When developing a disaster recovery strategy, customers frequently ask me to clarify the difference between disaster recovery and high availability. And now with the rise of cloud computing, they also ask, “How will cloud make a difference in what I should consider?”
The last question first. There are two sides to a cloud; the service side characterized by a self-service portal and ubiquitous access, and the architecture side built on separated geographic locations supporting redundant data and processing. When developing your recovery strategy, cloud computing environments must be considered from the application architecture point of view, rather than a service point of view.
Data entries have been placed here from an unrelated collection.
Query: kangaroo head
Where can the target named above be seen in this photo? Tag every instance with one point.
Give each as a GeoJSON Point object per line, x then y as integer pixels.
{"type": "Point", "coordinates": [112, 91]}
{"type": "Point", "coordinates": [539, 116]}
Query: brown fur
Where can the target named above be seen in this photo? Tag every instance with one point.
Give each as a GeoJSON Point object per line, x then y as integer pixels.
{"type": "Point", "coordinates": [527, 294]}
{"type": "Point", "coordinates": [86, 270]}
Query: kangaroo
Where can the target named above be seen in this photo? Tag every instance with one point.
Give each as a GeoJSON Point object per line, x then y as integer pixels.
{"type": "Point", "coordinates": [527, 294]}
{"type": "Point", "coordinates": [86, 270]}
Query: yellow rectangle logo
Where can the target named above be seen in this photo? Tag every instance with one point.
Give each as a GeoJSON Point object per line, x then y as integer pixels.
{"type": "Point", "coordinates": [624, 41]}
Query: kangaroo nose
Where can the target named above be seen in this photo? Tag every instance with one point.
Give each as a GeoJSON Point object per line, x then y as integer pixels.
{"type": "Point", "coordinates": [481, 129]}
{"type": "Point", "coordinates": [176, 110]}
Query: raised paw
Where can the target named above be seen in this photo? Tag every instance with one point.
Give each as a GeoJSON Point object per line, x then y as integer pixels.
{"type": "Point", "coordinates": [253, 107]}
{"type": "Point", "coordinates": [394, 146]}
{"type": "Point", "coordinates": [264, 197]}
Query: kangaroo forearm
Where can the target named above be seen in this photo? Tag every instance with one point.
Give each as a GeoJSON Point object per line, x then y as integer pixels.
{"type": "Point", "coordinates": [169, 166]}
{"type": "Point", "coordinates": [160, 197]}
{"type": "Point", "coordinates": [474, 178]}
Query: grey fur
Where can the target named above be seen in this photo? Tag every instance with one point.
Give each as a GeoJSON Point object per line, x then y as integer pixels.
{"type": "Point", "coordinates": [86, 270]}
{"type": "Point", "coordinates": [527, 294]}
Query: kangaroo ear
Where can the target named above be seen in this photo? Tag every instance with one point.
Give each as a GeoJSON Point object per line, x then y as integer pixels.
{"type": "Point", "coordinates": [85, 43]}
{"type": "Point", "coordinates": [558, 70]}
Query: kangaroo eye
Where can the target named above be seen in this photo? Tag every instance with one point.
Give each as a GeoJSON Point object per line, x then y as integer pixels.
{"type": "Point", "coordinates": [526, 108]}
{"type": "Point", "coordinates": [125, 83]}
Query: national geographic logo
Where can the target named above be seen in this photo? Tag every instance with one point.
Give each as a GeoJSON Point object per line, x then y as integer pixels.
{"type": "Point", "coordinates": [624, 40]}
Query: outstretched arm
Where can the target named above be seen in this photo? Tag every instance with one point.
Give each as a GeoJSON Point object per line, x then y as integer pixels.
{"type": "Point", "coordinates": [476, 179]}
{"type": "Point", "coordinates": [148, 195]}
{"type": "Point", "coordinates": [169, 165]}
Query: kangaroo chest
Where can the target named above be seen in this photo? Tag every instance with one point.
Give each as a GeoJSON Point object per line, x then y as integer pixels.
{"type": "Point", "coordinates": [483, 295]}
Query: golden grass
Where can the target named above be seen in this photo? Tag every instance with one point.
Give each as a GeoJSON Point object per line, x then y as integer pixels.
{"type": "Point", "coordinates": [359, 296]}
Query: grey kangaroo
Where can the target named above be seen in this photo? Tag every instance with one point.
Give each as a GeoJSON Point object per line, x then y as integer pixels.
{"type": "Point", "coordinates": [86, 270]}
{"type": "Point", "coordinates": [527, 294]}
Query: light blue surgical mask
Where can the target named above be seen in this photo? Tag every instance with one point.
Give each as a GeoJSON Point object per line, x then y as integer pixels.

A mature cloud architecture is one where the technology, data, and applications reside in multiple locations, operating simultaneously. If any one of the locations becomes unavailable, the other locations continue to operate without it. Further, when that ‘missing’ location comes back online, it is assimilated into the data and processing collective providing processing and storage resources for the business. I consider cloud solutions to be a supporting tool and architecture to meet one or more of your recovery or resiliency objectives.
The objective with this article, therefore, is to clearly define and differentiate the difference between high availability (or resiliency) and disaster recovery and lay out the considerations so you have a better understanding when developing a recovery strategy. I’ll also discuss themes that come into play – like disruption of service and business impact analysis – that will better help you determine the level of time, resources and budget needed for a strong plan.
Let’s begin by categorizing recovery. Then, we’ll explore the interrelationship between the different recovery approaches and how they best meet the business requirements. The goal is to take a programmatic approach to recovery and identify a strategy that takes into account an application’s resiliency and recovery requirements.
In my experience, there are several categories of recovery. To help my customers, I like to provide a consistent definition so that we’re all speaking a common language.
Business Continuity: First and foremost is business recovery, which is the practice and discipline of returning a business process to full execution after a disruption of service has occurred (I’ll get to defining disruption of service later). This includes practices for returning people, technology, and facilities to service levels that the business needs to run optimally.
Disaster Recovery: A sub-discipline of business continuity is the practice of disaster recovery. This comprises the information technology architecture and processes to recover the technology and/or applications to service in a location other than your primary processing location.
Operational Recovery: Like disaster recovery, this practice focuses on the recovery of applications and technology; however, in this case, the recovery is within the primary processing location. Operational recovery contemplates the need to recover from a service disruption that does not require a disaster declaration. Operational recoveries may be daily occurrences responding to something that is not operating to plan and needs to be fixed, for example, failure of a file server.
Resiliency: In contrast to planning for recovery is planning for resiliency or uptime. Let’s face it, our data centers are filled with electromechanical gizmos that will eventually fail regardless of the vendors’ MTBF (mean time between failures) claim. Application clustering, hardware clustering, virtualization, and local replication technologies are all used to keep an application resilient. The basic idea is to build an architecture that can continue to operate without disruption even when one of its components fails. Resiliency is focused on “uptime” rather than recovery time.
The critical driver of resiliency and recovery is, of course, risk. The key question to be answered is: “How likely is it that I may incur a disruption of service and how heavily should I invest to protect against that outage?” This will lead us to the three “Rs” of establishing a strategy: risk, recovery, and resiliency.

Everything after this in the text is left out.